Unlike most whistleblowers, hackers tend to understand that they’re under surveillance and that everything they do leaves a digital trail, so they usually take countermeasures to hide their tracks. It’s common for whistleblowers to reveal their identities to journalists for verification reasons, even if they aren’t publicly named, but hackers typically remain fully anonymous. However, hackers can often provide technical information you can use to independently authenticate a dataset using open source intelligence. As with any source, you can’t necessarily trust what hackers tell you, but their expertise can help you independently verify that the data they sent you is authentic. For these reasons, there’s often less risk to your source when you publish documents from hackers rather than from whistleblowers.
When communicating with a hacker source, it’s important that you stick to your role as a journalist or researcher. In the US, you’re not breaking any laws just by speaking with a source who’s a hacker, but your source is almost certainly breaking laws by hacking into companies or governments and stealing data. Don’t do anything that could be construed as conspiring with them. For example, don’t ask them to get specific data for you; let them give you whatever data they choose. If you’re a journalist working with an established newsroom, you might fare better against legal threats than a freelancer would. While everyone should be protected equally under the law, newsrooms often have resources like lawyers and defense funds. When you’re not sure whether something you’re doing could get you in trouble, consult a lawyer.

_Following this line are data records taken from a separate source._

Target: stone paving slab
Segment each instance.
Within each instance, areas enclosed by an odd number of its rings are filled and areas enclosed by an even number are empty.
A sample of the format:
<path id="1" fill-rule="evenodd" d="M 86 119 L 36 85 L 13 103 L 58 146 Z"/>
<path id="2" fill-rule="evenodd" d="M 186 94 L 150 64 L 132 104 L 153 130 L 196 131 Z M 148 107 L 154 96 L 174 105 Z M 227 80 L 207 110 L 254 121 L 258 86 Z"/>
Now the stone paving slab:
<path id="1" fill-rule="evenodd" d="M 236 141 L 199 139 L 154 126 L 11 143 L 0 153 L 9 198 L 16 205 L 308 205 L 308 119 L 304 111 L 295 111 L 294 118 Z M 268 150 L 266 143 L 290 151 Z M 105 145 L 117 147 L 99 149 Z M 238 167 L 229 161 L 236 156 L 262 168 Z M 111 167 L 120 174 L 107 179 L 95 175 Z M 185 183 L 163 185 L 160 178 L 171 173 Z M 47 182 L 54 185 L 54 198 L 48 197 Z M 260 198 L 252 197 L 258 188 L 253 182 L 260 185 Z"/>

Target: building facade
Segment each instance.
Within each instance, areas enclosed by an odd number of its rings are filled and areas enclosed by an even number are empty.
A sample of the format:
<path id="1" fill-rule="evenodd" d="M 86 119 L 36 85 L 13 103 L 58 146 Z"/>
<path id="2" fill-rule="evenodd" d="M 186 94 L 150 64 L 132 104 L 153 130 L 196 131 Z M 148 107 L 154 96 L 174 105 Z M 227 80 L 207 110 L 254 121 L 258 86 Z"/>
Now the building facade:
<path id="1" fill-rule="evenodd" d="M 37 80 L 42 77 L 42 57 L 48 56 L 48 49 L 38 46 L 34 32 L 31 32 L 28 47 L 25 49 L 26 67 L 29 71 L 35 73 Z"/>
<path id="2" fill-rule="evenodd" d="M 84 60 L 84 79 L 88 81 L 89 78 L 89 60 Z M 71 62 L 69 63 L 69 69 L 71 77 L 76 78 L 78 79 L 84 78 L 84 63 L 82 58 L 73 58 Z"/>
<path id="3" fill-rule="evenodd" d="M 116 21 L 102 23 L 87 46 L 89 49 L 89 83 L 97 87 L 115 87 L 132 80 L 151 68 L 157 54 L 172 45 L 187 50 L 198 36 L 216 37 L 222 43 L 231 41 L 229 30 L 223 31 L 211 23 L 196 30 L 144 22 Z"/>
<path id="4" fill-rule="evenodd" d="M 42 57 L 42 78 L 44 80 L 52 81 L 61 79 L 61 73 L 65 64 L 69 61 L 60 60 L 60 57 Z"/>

Sometimes sources pretend to be hacktivists or whistleblowers but are actually state-sponsored hackers. For instance, Russian military hackers posed as hacktivists when they compromised the Democratic Party and Hillary Clinton’s presidential campaign in 2016, interfering with the US election by sending hacked datasets to WikiLeaks. This sort of dataset might be authentic and newsworthy, but you don’t want to end up being a pawn in someone else’s information warfare. If you’re unsure about your source’s credibility or believe that they might have ulterior motives—or if you’re confident that they’re being dishonest with you—it’s important to mention your skepticism about your source, and why you have doubts, in your reporting. WikiLeaks did the opposite: it insisted its source wasn’t Russian intelligence when it knew otherwise, and it even spread the conspiracy theory that Seth Rich, a Democratic Party employee who was murdered, was the group’s real source, leading to years of harassment against Rich’s family members.